Alibaba appears still to be on the lookout to expand into new fields.

"Big Internet companies are always looking for possible new revenue sources, or launch mergers and acquisitions to beef up product lines directly," says Hong Bo, an analyst in Beijing and founder of the IT consultancy IT5G. "Alibaba does both."

In previous interviews, Ma reiterated Alibaba's ambition to move into the fields of finance and data.

In March the company said it plans to set up Alibaba Small and Micro Financial Services Group to consolidate its online payment and micro loan businesses. It will provide financial services to individuals and to small and micro enterprises with annual turnover of less than 30 million yuan ($4.8 million; 3.8 million euros).

Qiu Lin, a stock analyst with Guosen Securities Co in Hong Kong, said Alibaba might have greater scope for growth after entering the financial services industry.

"The net profit of China's Internet companies was roughly 100 billion yuan last year, while that of major listed Chinese banks was about 1 trillion yuan."

With hundreds of millions of users, Alibaba produces a huge volume of data. "Alibaba is born to be a big data company," said Che Pingjue, chairman of Alibaba's internal data committee, at a conference in Hangzhou last month. "Unexpected values will emerge through data analysis."

Becoming the Amazon of the US may be a model for Alibaba. It has already started to gain revenue from big-data technology by selling advertisements and making tailored-for-client marketing strategies.

However, analysts say that in the short run, e-commerce business is still the major growth engine for Alibaba.

Combined sales of Alibaba's Tmall and Taobao surpassed 1 trillion yuan last year, and the momentum is likely to continue.

By 2020 China's e-commerce industry will be worth about 47.8 trillion yuan a year, Alibaba Research estimates. Last year it was worth about 8.2 trillion yuan. The 2020 figure is just 4 trillion yuan shy of the country's gross domestic product last year.

Alibaba is also stepping up its activity in mergers and acquisitions. The same night Ma stepped down, AutoNavi Holdings Ltd, a Chinese digital mapping and navigation company, said Alibaba was set to take a 28 percent stake, worth $294 million, of the company. The Nasdaq-listed AutoNavi is said to have more than 100 million users.

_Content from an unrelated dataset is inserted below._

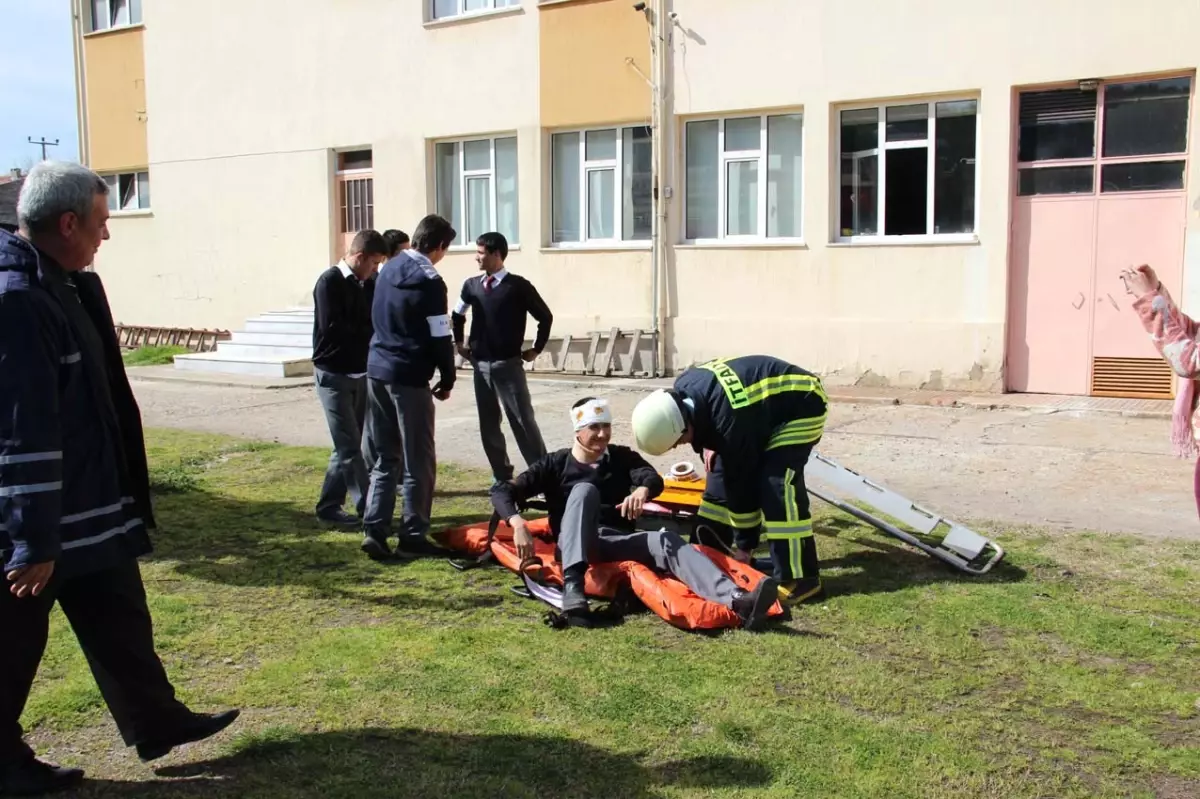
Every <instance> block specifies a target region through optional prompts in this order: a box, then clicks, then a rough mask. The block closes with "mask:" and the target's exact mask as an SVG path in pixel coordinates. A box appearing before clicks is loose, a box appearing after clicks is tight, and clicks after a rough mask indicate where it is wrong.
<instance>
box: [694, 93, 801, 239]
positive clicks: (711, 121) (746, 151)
mask: <svg viewBox="0 0 1200 799" xmlns="http://www.w3.org/2000/svg"><path fill="white" fill-rule="evenodd" d="M756 116H757V118H758V149H757V150H734V151H732V152H726V151H725V124H726V122H727V121H730V120H739V119H754V118H756ZM772 116H799V118H800V170H802V172H800V186H802V192H800V209H799V210H800V234H799V235H797V236H768V235H767V188H768V184H769V180H768V178H767V170H768V167H769V164H768V162H767V130H768V125H767V120H768V119H770V118H772ZM692 122H716V124H718V125H716V155H718V163H716V198H718V199H716V217H718V218H716V238H715V239H713V238H707V236H706V238H701V239H689V238H688V208H686V205H688V192H686V186H685V191H684V196H683V200H684V212H683V222H682V226H683V227H682V229H680V236H682V238H680V241H682V242H683V244H684V245H696V246H714V245H716V246H720V245H731V244H733V245H743V244H748V242H756V244H769V245H778V246H803V245H804V212H805V208H806V202H805V197H804V191H803V186H804V169H805V167H806V166H808V164H806V163H805V161H806V160H808V152H809V142H808V138H809V126H808V119H806V118H805V115H804V112H803V110H802V109H796V110H775V112H772V113H768V114H727V115H721V116H696V118H692V119H685V120H683V130H682V131H680V133H682V136H683V173H684V175H686V174H688V125H690V124H692ZM737 162H746V163H750V162H752V163H757V164H758V224H757V228H758V230H757V233H751V234H745V235H732V236H731V235H728V234H727V233H726V232H727V229H728V221H730V206H728V199H730V198H728V193H727V190H728V186H727V184H728V164H731V163H737Z"/></svg>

Earlier in the month Alibaba announced it would acquire an 18 percent stake in Sina Weibo for $586 million.

Analysts said the Sina deal could help Alibaba greatly expand its reach to mobile Internet, where Tencent is said to be gaining strength.

"Some deals are happening and some remain rumors," Xie says. "Many people feel Alibaba's acquisition plan is confused because the targets are in many different fields."

Of China's best known Internet companies Baidu, Alibaba and Tencent, the latter has the most complete product lines, Xie says, while the other two are "more or less one-wheel driven".

"People say Baidu is for search and Alibaba for e-commerce. But in a fierce competition environment in China, Alibaba has to move early and gain an upper hand in other fields."